Contemporary Figuration: Between Body & Metaphor

Rating
No votes yet

JD Malat Gallery is delighted to present Contemporary Figuration: Between Body & Metaphor, a group show featuring Georgia Dymock, Emily Gillbanks, Andrew Litten, Ayanfe Olarinde, Yann Leto, Celine Ali, Cathy Tabbakh, Richard Wathen, Han Ji Min, Sophie-Yen Bretez, Natalia Ocerin, and Ur Kasin. The exhibition runs from 14 December, 2023 to 27 January, 2024.

The body is a physical and material being. However, it can also reflect a person’s spirit, sense of ‘self’ or embrace metaphors of our contemporary age. This exhibition seeks to bring together the work of contemporary painters who explore the body as material, and as the embodiment of the immaterial, engaging in themes ranging from the notion of ‘self’, identity, critical race, queer theory and the technological body. It also seeks to shed light on the varying ways in which different artistic styles of figuration can engage with the question of how to picture the human subject today? 

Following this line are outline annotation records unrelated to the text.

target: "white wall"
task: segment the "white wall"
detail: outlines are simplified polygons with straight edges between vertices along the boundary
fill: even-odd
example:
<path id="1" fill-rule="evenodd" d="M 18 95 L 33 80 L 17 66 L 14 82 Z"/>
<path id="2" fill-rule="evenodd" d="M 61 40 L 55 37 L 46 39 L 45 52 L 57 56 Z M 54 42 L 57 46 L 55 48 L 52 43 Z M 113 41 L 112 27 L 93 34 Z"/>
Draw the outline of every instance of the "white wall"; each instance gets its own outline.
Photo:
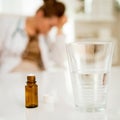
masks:
<path id="1" fill-rule="evenodd" d="M 32 15 L 41 4 L 42 0 L 0 0 L 0 12 Z"/>

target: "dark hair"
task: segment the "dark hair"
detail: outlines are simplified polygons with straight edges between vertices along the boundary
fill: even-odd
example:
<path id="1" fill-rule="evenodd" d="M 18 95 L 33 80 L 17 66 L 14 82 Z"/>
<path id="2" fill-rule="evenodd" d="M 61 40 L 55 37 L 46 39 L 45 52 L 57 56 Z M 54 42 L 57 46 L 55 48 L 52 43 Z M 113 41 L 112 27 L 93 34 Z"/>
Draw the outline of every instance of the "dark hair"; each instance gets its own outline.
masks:
<path id="1" fill-rule="evenodd" d="M 62 2 L 56 0 L 43 0 L 44 4 L 37 10 L 43 11 L 45 17 L 57 16 L 61 17 L 65 12 L 65 5 Z"/>

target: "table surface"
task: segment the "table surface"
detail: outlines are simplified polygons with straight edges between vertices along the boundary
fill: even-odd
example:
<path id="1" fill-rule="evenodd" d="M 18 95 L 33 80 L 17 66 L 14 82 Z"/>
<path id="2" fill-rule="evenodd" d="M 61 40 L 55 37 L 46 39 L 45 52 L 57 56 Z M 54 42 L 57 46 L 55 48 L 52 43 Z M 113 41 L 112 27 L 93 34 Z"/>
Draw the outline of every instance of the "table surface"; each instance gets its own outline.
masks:
<path id="1" fill-rule="evenodd" d="M 25 108 L 27 74 L 0 75 L 0 120 L 120 120 L 120 68 L 111 70 L 106 113 L 80 113 L 64 70 L 36 73 L 39 106 Z"/>

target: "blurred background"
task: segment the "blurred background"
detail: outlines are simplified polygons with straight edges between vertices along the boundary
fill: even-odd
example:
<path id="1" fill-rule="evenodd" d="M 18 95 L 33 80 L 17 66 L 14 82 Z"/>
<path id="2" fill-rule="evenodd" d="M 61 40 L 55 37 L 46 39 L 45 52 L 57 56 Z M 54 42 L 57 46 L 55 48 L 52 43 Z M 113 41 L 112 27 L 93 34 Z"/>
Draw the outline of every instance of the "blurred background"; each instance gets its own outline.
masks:
<path id="1" fill-rule="evenodd" d="M 66 5 L 67 42 L 83 38 L 114 41 L 113 65 L 120 65 L 120 0 L 59 0 Z M 34 15 L 42 0 L 0 0 L 0 14 Z"/>

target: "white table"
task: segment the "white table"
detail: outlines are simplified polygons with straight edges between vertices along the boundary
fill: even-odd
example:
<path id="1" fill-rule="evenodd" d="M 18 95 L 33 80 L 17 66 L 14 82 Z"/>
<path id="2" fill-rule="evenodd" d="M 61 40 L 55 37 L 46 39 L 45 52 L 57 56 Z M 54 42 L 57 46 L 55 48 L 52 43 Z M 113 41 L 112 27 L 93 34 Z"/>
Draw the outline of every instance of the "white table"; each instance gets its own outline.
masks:
<path id="1" fill-rule="evenodd" d="M 32 109 L 25 108 L 26 74 L 1 74 L 0 120 L 120 120 L 120 68 L 111 73 L 106 114 L 75 110 L 70 79 L 63 70 L 36 73 L 39 107 Z"/>

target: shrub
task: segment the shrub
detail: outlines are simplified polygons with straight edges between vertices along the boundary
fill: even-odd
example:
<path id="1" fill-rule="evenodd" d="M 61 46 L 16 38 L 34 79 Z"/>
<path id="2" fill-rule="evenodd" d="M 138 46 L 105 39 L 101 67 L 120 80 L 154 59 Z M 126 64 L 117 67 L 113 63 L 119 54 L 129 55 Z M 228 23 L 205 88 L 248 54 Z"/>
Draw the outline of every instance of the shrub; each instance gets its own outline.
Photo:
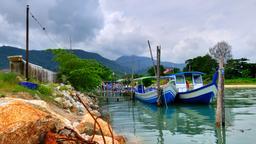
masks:
<path id="1" fill-rule="evenodd" d="M 41 94 L 47 95 L 47 96 L 52 95 L 52 93 L 53 93 L 52 88 L 49 87 L 49 86 L 47 86 L 47 85 L 40 85 L 40 86 L 38 87 L 38 91 L 39 91 Z"/>

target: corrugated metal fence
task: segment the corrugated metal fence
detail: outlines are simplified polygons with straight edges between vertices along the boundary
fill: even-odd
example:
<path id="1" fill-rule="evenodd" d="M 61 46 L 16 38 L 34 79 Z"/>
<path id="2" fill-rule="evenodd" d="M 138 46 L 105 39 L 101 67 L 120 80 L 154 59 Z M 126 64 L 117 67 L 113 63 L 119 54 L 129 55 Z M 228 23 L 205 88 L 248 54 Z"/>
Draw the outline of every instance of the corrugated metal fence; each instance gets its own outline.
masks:
<path id="1" fill-rule="evenodd" d="M 26 61 L 22 56 L 9 56 L 10 70 L 21 75 L 25 75 Z M 40 82 L 56 82 L 57 73 L 43 68 L 42 66 L 29 63 L 28 65 L 29 78 L 34 78 Z"/>

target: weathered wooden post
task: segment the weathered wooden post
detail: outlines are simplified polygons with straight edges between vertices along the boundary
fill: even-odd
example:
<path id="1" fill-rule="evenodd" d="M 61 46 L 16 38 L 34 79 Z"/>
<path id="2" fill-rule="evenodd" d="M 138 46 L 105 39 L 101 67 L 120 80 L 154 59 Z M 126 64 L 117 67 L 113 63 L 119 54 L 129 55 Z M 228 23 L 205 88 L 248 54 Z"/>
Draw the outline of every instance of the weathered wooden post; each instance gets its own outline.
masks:
<path id="1" fill-rule="evenodd" d="M 213 55 L 219 63 L 219 77 L 218 77 L 218 95 L 217 95 L 217 110 L 216 110 L 216 126 L 219 128 L 225 126 L 225 105 L 224 105 L 224 63 L 232 58 L 231 46 L 225 42 L 218 42 L 214 47 L 209 49 L 210 54 Z"/>
<path id="2" fill-rule="evenodd" d="M 156 78 L 157 78 L 157 105 L 162 105 L 162 95 L 161 95 L 161 87 L 160 87 L 160 54 L 161 49 L 160 46 L 157 46 L 157 68 L 156 68 Z"/>
<path id="3" fill-rule="evenodd" d="M 27 10 L 26 10 L 26 71 L 25 71 L 25 76 L 26 80 L 29 79 L 28 77 L 28 59 L 29 59 L 29 5 L 27 5 Z"/>

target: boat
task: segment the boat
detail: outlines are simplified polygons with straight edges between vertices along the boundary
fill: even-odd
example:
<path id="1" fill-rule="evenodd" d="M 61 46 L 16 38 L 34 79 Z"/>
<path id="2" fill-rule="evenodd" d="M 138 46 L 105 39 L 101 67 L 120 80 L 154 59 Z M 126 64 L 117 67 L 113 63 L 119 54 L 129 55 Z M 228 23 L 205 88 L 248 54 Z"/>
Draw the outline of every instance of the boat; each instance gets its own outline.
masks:
<path id="1" fill-rule="evenodd" d="M 203 84 L 203 74 L 202 72 L 180 72 L 170 75 L 178 90 L 175 101 L 191 104 L 211 103 L 217 94 L 218 72 L 215 72 L 212 82 L 207 85 Z M 188 77 L 192 84 L 186 80 Z"/>
<path id="2" fill-rule="evenodd" d="M 150 77 L 142 77 L 137 80 L 142 80 L 145 78 Z M 163 90 L 161 95 L 162 104 L 170 104 L 174 102 L 175 96 L 177 95 L 177 91 L 175 86 L 171 83 L 171 81 L 169 81 L 165 85 L 162 85 L 161 87 Z M 145 103 L 157 104 L 159 100 L 157 96 L 157 88 L 149 87 L 145 89 L 144 85 L 140 84 L 135 89 L 135 98 Z"/>

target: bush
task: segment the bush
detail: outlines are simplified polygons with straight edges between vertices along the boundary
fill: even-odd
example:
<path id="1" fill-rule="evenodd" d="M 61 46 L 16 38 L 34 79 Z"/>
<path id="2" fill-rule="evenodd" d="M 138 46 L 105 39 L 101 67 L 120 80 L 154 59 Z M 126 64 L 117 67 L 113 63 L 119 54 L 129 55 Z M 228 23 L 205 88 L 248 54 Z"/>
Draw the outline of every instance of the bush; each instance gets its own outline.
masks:
<path id="1" fill-rule="evenodd" d="M 41 94 L 47 95 L 47 96 L 52 95 L 52 93 L 53 93 L 52 88 L 49 87 L 49 86 L 46 86 L 46 85 L 40 85 L 40 86 L 38 87 L 38 91 L 39 91 Z"/>

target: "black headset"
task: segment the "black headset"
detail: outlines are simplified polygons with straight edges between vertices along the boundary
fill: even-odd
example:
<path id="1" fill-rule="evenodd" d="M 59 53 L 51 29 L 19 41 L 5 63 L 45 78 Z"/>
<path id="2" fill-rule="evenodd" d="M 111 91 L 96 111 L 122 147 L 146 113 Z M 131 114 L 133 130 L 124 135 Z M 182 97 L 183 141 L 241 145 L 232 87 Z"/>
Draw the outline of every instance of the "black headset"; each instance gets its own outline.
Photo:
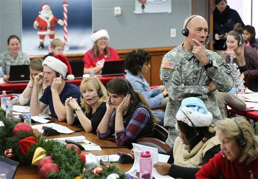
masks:
<path id="1" fill-rule="evenodd" d="M 183 143 L 183 144 L 185 144 L 187 142 L 188 142 L 190 141 L 191 141 L 192 140 L 193 140 L 194 139 L 195 139 L 196 137 L 197 137 L 197 136 L 198 136 L 199 135 L 200 135 L 200 132 L 199 130 L 198 130 L 197 129 L 196 129 L 196 127 L 195 126 L 195 125 L 194 124 L 194 123 L 192 123 L 192 122 L 191 121 L 191 120 L 190 120 L 190 118 L 188 116 L 188 115 L 186 114 L 185 113 L 185 112 L 184 112 L 182 110 L 181 110 L 181 111 L 183 113 L 183 114 L 184 114 L 184 115 L 185 115 L 185 116 L 188 118 L 188 120 L 189 120 L 189 121 L 191 123 L 191 125 L 192 126 L 192 127 L 194 128 L 194 129 L 195 130 L 195 135 L 194 136 L 194 137 L 192 137 L 191 138 L 190 138 L 190 139 L 188 140 L 187 141 L 185 141 L 184 142 L 184 143 Z"/>
<path id="2" fill-rule="evenodd" d="M 138 67 L 138 69 L 141 69 L 142 67 L 142 66 L 140 63 L 139 57 L 138 56 L 138 50 L 136 51 L 136 55 L 137 56 L 137 61 L 138 62 L 138 64 L 139 65 L 139 66 Z"/>
<path id="3" fill-rule="evenodd" d="M 127 80 L 125 78 L 123 78 L 124 81 L 125 81 L 125 83 L 126 83 L 126 86 L 127 86 L 127 94 L 130 94 L 130 92 L 129 91 L 129 85 L 128 84 L 128 82 L 127 82 Z"/>
<path id="4" fill-rule="evenodd" d="M 183 29 L 183 30 L 182 30 L 182 34 L 183 34 L 183 36 L 187 37 L 188 36 L 188 35 L 189 35 L 189 30 L 187 29 L 187 24 L 189 23 L 189 22 L 190 22 L 191 19 L 192 19 L 195 17 L 197 16 L 198 15 L 195 15 L 195 16 L 192 16 L 191 18 L 189 19 L 189 20 L 187 21 L 187 22 L 186 22 L 186 24 L 185 24 L 185 26 L 184 26 L 184 29 Z"/>
<path id="5" fill-rule="evenodd" d="M 236 122 L 236 125 L 237 125 L 237 127 L 239 129 L 240 133 L 241 133 L 241 138 L 237 139 L 236 142 L 240 147 L 244 148 L 244 147 L 245 147 L 245 146 L 246 146 L 246 141 L 244 138 L 243 131 L 242 130 L 242 129 L 241 129 L 241 127 L 238 124 L 238 123 L 237 123 L 237 122 L 235 120 L 234 120 L 234 121 L 235 121 L 235 122 Z"/>
<path id="6" fill-rule="evenodd" d="M 238 35 L 239 35 L 240 41 L 238 42 L 238 46 L 242 46 L 242 35 L 240 35 L 240 34 L 238 34 Z"/>
<path id="7" fill-rule="evenodd" d="M 188 35 L 189 35 L 189 30 L 187 29 L 187 24 L 188 24 L 188 23 L 189 23 L 189 22 L 190 22 L 190 21 L 192 18 L 194 18 L 196 16 L 198 16 L 198 15 L 194 15 L 191 18 L 189 19 L 189 20 L 187 21 L 187 22 L 186 22 L 186 24 L 185 24 L 185 26 L 184 26 L 184 29 L 183 29 L 183 30 L 182 30 L 182 34 L 183 34 L 183 36 L 187 37 L 188 36 Z M 210 42 L 210 37 L 209 36 L 209 35 L 208 35 L 207 37 L 205 39 L 205 44 L 208 44 L 209 42 Z"/>

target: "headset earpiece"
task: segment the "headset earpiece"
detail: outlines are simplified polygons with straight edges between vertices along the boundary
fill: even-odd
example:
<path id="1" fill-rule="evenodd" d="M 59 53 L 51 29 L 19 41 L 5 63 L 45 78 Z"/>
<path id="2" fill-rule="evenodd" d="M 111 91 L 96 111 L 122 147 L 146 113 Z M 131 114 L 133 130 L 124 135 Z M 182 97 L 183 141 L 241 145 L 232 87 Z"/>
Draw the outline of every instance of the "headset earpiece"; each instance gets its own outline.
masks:
<path id="1" fill-rule="evenodd" d="M 137 56 L 137 62 L 138 62 L 138 64 L 139 65 L 138 69 L 141 70 L 142 67 L 141 64 L 140 63 L 139 57 L 138 56 L 138 50 L 136 51 L 136 55 Z"/>
<path id="2" fill-rule="evenodd" d="M 183 29 L 183 30 L 182 30 L 182 34 L 183 34 L 183 36 L 187 37 L 188 35 L 189 35 L 189 30 L 188 30 L 187 28 Z"/>
<path id="3" fill-rule="evenodd" d="M 184 29 L 183 29 L 183 30 L 182 30 L 182 34 L 183 34 L 183 36 L 187 37 L 188 36 L 188 35 L 189 35 L 189 30 L 188 30 L 188 29 L 187 28 L 187 24 L 189 23 L 189 22 L 190 22 L 191 19 L 192 19 L 196 16 L 197 16 L 197 15 L 195 15 L 195 16 L 192 16 L 191 18 L 190 18 L 188 20 L 188 21 L 186 22 L 186 24 L 185 24 L 185 26 L 184 26 Z"/>
<path id="4" fill-rule="evenodd" d="M 101 90 L 101 88 L 100 88 L 100 86 L 99 86 L 99 89 L 98 91 L 98 96 L 99 96 L 99 97 L 101 97 L 103 96 L 103 93 L 102 91 Z"/>
<path id="5" fill-rule="evenodd" d="M 240 41 L 238 42 L 238 46 L 242 46 L 242 35 L 240 34 L 238 34 L 238 35 L 239 35 L 240 37 Z"/>
<path id="6" fill-rule="evenodd" d="M 127 82 L 127 80 L 125 78 L 123 78 L 124 81 L 125 81 L 125 83 L 126 83 L 126 86 L 127 86 L 127 93 L 126 95 L 130 94 L 130 92 L 129 91 L 129 85 L 128 84 L 128 82 Z"/>
<path id="7" fill-rule="evenodd" d="M 223 45 L 223 48 L 226 47 L 226 45 L 227 45 L 227 42 L 225 42 L 225 43 L 224 44 L 224 45 Z"/>
<path id="8" fill-rule="evenodd" d="M 244 148 L 246 145 L 246 141 L 244 138 L 243 131 L 242 130 L 242 129 L 241 129 L 241 127 L 238 124 L 238 123 L 237 123 L 237 122 L 235 120 L 234 121 L 235 121 L 235 122 L 236 122 L 236 125 L 237 125 L 237 127 L 238 127 L 238 129 L 240 131 L 240 133 L 241 133 L 241 138 L 237 139 L 236 142 L 237 143 L 237 145 L 238 145 L 238 146 L 240 147 Z"/>
<path id="9" fill-rule="evenodd" d="M 210 42 L 210 36 L 208 35 L 207 36 L 207 37 L 206 37 L 206 39 L 205 39 L 205 43 L 206 44 L 208 44 L 209 42 Z"/>

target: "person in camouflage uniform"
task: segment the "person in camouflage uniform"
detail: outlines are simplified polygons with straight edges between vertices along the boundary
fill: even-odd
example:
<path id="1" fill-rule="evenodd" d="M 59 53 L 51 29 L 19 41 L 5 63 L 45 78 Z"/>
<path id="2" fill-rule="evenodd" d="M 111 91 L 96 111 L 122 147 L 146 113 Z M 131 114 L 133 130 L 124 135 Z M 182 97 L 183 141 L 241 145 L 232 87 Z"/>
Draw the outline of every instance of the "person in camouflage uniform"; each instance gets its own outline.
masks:
<path id="1" fill-rule="evenodd" d="M 169 98 L 165 113 L 164 126 L 169 127 L 166 143 L 172 147 L 178 132 L 175 114 L 182 100 L 189 97 L 202 100 L 213 116 L 213 123 L 222 120 L 214 91 L 228 92 L 234 85 L 230 67 L 217 53 L 205 49 L 208 23 L 200 16 L 185 20 L 188 34 L 184 42 L 166 54 L 162 59 L 160 77 Z"/>

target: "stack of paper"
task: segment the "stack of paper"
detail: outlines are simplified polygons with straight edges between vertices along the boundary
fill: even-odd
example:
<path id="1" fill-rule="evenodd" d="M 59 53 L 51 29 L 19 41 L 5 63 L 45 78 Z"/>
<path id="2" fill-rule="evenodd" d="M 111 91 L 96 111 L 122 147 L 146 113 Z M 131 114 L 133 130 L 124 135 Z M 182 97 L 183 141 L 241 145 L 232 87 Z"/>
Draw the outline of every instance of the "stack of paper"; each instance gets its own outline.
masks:
<path id="1" fill-rule="evenodd" d="M 170 157 L 169 155 L 159 154 L 158 149 L 156 148 L 135 143 L 133 143 L 133 146 L 134 149 L 135 162 L 132 168 L 126 173 L 133 176 L 136 176 L 136 172 L 140 171 L 140 154 L 142 152 L 147 150 L 150 151 L 152 160 L 152 165 L 158 161 L 167 162 Z M 173 177 L 168 175 L 161 175 L 157 172 L 156 169 L 153 167 L 152 167 L 152 176 L 155 178 L 173 178 Z"/>

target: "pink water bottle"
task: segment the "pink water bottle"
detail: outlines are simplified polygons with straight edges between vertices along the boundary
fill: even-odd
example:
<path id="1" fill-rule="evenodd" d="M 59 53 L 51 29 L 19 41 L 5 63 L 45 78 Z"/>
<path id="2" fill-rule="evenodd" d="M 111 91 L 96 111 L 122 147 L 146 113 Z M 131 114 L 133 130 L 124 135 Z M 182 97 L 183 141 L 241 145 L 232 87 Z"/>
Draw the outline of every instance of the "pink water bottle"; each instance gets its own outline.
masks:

In an age where questions of embodied experience are continually accentuated by our relationship with cross-cultural exchange, media, new technologies, and socio-political change, the body has come to signify the transcendental. Different painterly styles that range from realism to abstraction, and technologically informed practices, seek to demonstrate the expansive breadth of contemporary figurative painting and its capacity to tell the stories of diverse bodies and their connotations – the polarised, the ‘ideal’, the natural, the technological, the liminal, and more – and help situate them within the nuanced frameworks of posthumanism, Otherness and diasporic memory.


To encourage an open-minded and all-embracing experience of the exhibition, the curatorial premise is guided by each artist’s personal response to ‘Body & Metaphor’. Both represented artists from the gallery’s roster, and guest artists, are invited to share their thoughts in the catalogue that accompanies the exhibition to champion an artist-centric model of the gallery space and highlight the gallery as platform, rather than mediator.